Yoksul ve dezavantajlı toplum kesimlerine hizmet verdikleri için ekonomik ve
sosyal hakları da müracaatçıları gibi kolayca göz ardı edilebiliyor. Diğer kamu
kurumlarında kısmen de olsa uygulanan tazminat, fazla mesai, yıpranma payı gibi
yanödemelerden yararlanmadıkları gibi herhangi sosyal hakları da bulunmuyor.

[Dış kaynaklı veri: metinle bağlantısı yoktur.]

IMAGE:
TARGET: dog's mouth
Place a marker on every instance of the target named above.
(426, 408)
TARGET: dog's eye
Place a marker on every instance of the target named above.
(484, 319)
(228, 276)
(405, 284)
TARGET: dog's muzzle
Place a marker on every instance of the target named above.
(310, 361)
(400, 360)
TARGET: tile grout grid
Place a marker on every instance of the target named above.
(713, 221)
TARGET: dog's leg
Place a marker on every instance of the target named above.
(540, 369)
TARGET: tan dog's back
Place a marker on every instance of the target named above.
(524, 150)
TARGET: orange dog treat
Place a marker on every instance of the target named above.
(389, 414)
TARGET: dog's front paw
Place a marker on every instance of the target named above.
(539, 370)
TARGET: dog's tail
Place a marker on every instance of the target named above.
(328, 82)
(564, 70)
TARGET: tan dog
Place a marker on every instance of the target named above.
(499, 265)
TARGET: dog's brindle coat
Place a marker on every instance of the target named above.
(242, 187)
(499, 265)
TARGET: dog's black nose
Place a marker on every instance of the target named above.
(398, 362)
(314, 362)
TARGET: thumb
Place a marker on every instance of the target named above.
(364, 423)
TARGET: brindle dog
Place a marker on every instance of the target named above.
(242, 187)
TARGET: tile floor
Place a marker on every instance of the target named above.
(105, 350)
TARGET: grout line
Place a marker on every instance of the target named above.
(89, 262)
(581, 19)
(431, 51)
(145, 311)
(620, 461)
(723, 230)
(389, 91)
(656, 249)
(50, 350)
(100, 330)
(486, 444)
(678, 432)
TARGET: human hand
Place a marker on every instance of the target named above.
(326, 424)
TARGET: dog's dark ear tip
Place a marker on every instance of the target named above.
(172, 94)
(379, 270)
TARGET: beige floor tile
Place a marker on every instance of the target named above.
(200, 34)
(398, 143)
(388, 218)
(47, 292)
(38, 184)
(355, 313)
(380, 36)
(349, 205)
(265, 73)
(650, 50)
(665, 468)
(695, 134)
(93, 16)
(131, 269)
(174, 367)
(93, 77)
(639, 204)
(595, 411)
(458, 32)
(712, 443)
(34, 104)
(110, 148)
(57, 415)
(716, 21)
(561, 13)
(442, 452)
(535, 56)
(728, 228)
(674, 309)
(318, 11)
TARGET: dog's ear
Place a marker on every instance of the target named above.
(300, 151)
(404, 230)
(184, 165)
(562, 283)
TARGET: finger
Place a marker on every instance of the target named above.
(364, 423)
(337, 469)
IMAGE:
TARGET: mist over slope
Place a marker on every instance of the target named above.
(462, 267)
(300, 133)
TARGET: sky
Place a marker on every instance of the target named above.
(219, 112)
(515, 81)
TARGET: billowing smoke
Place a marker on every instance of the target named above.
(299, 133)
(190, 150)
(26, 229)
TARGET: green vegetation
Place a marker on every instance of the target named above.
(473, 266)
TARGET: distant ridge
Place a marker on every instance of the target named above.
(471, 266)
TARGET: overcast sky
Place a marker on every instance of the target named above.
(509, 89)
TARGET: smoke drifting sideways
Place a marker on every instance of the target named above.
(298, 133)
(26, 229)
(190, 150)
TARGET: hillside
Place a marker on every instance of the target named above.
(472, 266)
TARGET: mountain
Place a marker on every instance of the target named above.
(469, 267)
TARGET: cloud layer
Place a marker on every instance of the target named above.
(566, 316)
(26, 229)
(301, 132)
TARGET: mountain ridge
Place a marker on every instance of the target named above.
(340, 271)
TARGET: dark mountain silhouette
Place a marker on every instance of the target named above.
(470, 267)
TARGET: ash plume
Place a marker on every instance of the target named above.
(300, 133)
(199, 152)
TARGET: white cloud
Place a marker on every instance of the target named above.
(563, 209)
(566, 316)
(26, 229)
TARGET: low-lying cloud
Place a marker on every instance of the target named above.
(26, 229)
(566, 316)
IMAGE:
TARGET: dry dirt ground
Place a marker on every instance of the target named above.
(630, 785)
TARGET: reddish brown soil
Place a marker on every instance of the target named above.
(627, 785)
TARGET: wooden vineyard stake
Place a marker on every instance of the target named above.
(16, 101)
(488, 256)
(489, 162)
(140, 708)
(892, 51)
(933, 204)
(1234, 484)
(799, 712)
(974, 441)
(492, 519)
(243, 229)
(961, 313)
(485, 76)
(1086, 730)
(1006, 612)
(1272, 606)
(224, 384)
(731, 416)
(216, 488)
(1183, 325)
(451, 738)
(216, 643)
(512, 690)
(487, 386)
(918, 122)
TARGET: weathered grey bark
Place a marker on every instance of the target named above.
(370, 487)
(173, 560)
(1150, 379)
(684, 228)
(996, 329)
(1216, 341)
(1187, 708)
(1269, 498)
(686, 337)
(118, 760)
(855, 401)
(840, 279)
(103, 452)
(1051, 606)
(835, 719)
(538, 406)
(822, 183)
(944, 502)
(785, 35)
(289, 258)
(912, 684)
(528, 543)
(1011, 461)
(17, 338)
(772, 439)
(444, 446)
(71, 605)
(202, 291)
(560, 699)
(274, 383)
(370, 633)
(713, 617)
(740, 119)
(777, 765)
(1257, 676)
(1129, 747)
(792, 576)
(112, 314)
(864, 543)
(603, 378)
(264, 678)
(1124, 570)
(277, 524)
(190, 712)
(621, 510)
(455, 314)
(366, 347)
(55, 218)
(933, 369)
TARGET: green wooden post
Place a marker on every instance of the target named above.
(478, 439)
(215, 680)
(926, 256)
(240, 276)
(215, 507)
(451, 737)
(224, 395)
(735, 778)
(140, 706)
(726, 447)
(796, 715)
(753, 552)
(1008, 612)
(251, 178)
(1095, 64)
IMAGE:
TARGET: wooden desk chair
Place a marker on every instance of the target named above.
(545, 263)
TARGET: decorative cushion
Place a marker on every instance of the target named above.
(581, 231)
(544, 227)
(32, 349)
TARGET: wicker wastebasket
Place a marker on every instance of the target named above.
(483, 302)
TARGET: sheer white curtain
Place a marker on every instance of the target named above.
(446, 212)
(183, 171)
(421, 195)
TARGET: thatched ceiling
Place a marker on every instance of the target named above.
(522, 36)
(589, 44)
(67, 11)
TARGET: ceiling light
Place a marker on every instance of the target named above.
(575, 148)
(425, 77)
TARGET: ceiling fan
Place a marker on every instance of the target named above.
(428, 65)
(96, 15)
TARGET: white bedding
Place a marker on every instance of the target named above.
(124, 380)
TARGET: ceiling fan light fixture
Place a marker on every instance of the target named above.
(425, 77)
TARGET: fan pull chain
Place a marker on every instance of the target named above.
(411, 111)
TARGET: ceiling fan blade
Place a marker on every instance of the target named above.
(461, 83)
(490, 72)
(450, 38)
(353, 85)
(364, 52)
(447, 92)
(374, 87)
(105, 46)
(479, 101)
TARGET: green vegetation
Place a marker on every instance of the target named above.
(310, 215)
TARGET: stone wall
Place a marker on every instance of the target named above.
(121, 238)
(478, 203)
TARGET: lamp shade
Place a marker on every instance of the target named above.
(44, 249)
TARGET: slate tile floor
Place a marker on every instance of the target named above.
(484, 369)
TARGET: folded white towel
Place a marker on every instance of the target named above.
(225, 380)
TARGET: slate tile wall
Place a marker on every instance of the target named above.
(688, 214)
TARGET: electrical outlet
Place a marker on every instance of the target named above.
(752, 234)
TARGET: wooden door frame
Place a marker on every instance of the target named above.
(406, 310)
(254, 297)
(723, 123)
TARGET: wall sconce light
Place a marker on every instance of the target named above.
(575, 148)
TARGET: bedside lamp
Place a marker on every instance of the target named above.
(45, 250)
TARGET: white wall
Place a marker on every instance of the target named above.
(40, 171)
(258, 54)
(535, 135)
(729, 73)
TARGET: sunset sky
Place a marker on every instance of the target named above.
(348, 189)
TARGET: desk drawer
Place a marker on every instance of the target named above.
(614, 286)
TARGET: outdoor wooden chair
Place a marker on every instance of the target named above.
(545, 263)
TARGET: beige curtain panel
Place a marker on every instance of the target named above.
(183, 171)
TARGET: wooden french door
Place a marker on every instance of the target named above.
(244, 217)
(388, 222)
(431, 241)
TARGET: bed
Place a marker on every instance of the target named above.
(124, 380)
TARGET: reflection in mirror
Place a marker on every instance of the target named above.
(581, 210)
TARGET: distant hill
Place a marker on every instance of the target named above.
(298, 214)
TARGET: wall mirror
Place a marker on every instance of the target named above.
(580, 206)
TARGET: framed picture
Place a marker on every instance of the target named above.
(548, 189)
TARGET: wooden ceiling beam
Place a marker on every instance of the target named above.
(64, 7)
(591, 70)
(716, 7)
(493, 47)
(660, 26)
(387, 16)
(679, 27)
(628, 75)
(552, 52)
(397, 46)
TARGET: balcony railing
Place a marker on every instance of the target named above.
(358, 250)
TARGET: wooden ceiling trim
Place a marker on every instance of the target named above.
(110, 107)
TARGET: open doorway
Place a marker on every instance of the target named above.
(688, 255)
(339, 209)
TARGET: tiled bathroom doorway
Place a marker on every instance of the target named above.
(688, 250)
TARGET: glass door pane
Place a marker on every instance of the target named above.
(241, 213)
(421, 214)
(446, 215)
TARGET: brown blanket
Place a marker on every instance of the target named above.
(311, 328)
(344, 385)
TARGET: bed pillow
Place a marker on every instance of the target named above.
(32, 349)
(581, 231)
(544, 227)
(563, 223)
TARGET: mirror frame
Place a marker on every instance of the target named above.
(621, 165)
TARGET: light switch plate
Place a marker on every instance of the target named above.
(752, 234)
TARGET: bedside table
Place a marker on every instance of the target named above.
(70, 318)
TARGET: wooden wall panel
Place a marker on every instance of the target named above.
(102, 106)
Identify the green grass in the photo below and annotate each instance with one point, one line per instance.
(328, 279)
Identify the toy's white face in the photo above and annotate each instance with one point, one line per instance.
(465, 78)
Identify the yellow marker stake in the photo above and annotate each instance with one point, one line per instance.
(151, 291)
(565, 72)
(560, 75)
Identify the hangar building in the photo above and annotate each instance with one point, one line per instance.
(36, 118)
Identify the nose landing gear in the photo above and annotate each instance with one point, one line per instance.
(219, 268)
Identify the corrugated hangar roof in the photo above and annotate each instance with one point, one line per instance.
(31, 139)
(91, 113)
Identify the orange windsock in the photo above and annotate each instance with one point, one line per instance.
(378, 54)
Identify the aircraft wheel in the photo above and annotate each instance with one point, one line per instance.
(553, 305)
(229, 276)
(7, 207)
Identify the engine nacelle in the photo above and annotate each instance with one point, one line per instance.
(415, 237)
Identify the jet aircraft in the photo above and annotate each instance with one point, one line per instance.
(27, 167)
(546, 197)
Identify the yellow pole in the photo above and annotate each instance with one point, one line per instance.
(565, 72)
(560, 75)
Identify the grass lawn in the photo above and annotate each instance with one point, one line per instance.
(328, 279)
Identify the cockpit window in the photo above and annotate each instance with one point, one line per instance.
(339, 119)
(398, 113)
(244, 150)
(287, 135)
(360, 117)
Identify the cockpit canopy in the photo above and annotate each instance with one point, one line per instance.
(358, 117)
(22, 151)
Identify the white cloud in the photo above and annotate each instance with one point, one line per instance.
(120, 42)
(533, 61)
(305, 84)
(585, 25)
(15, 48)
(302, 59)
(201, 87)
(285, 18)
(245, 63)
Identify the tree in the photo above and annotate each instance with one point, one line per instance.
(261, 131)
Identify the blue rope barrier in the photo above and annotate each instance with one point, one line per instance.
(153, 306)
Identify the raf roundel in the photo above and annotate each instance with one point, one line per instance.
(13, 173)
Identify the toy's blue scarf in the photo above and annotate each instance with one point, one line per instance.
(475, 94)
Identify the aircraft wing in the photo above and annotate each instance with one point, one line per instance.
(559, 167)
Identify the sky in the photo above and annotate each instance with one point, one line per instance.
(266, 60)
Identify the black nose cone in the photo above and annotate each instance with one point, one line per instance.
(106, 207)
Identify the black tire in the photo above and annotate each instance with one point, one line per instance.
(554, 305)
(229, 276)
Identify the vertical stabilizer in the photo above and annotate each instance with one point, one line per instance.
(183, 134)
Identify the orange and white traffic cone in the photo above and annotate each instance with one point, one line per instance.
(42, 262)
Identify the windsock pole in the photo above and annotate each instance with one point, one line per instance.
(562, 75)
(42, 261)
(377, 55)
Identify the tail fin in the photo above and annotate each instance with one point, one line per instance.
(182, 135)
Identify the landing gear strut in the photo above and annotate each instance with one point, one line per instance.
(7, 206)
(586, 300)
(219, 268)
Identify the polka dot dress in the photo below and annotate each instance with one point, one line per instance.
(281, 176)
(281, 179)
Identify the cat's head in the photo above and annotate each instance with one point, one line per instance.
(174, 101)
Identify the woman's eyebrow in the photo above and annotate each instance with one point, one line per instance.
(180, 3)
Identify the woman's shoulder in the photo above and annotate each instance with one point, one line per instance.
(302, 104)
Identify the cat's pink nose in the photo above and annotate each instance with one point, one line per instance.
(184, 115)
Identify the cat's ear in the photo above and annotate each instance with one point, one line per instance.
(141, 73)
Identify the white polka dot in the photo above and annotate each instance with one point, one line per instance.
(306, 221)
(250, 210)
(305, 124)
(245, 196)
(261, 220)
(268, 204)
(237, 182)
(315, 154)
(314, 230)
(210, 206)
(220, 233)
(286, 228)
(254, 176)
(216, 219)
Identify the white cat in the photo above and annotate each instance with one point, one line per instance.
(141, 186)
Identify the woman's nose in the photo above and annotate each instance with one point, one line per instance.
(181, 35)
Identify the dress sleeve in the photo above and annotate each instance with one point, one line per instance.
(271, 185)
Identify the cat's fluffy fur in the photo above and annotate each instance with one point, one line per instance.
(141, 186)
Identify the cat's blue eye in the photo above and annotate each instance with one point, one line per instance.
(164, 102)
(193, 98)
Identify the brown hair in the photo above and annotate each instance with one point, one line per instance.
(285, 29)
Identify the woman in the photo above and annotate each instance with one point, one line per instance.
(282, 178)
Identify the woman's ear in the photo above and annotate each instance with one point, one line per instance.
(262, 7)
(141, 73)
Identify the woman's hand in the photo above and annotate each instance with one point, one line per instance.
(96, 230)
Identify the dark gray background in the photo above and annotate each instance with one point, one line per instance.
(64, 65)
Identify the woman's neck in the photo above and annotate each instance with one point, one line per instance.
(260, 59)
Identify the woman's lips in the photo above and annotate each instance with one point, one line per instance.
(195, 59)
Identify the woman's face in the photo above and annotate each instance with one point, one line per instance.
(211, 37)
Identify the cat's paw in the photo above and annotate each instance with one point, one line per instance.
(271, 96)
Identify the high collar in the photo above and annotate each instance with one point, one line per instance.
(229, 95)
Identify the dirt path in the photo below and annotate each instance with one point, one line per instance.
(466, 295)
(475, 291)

Her sektörde olduğu üzere sosyal hizmet çalışanları da kararname ve
taşeronlaştırma marifetiyle farklı statülere bölünerek yoğun bir iç rekabete
sürüklenmiş durumda. Bununla da yetinilmemiş, çıkarılan yönetmeliklerle de
çalışanların meslek sorumlulukları ve işlevleri belirsizleştirilerek çalışanlar
arasında yıpratıcı çatışmalar yaratılmıştır.
Sosyal hizmet
emekçileri büyük bir özveriyle birçok kamu çalışanının bile kaldıramayacağı
ağır sorumlulukları, sınırlı olanaklarla gece gündüz demeden müracatçılara
hizmet vermektedir.
Sosyal hizmet
alanında müracaatçılar ile çalışanların yaşadığı yoğun sorunların içinde
bulunduğu bu tablo bir kader değildir. Bu günde sosyal hizmet çalışanları,
özgün sorunlarını çözme çabasını sendikal örgütlerinde birleştirdikleri, birlikte
pek çok şeyi başarabileceklerini bilince çıkardıkları ölçüde kurtuluşlarına
yakınlaşmış olacaklardır.
Sosyal hizmet çalışanları; özlük ve ekonomik
haklarındaki kayıpları, idarecilerin içine sürüklemeye çalıştıkları rekabeti,
sendikalarımızda örgütlenerek ve ortak çıkarları etrafında mücadeleyi yükselterek
engel olacaklardır. Bu sebeple Öncelikli talepleri arasında;
Taşeronlaştırmaya
bir an önce son verilmesi, kadrolu ve güvenceli iş ortamının sağlanması,
Emekliliğe
yansıtılmayan tüm ek ödeme ve göstergelerin emekliliğe yansıtılması,
Sendikamız
üyeleri ve sosyal hizmet emekçileri üzerindeki baskılara bir an önce son verilmesi,
Irk,
renk, cinsiyet, din ve siyasi görüş, ulusal soy veya sosyal köken ayrımı
gözetmeksizin sosyal hizmetlerin herkese eşit ücretsiz verilmesi,
Sosyal
hizmetlerin ve sosyal yardımların yeniden yapılandırılması sürecinde
sendikamızın ve meslek örgütlerinin görüş ve önerilerinin alınması,
Başta
ücret adaletsizliği olmak üzere hak kayıplarımızın ve özlük haklarımızdaki
düzenlemelerin yapılması,
Yapılan
düzenlemelerle disiplinler arasındaki eş güdümün sağlanması, mesleki uygulama
alanlarına saygı duyulması,
Herkese
ulaşılabilir, ücretsiz, nitelikli ana dilinde kamusal sosyal hizmetin yasal
güvenceye kavuşturulmasını istiyoruz.
Sosyal
hizmetlerdeki uygulamalar bir ülkenin geleceğinin aynasıdır. Sağlık ve Sosyal
Hizmet emekçileri olarak geleceğimizin karartılmaması için, emeğimizin
karşılığını almak için, ulaşılabilir ücretsiz kamusal ve insan onuruna yaraşır
bir sosyal hizmet için mücadelemiz sürecektir.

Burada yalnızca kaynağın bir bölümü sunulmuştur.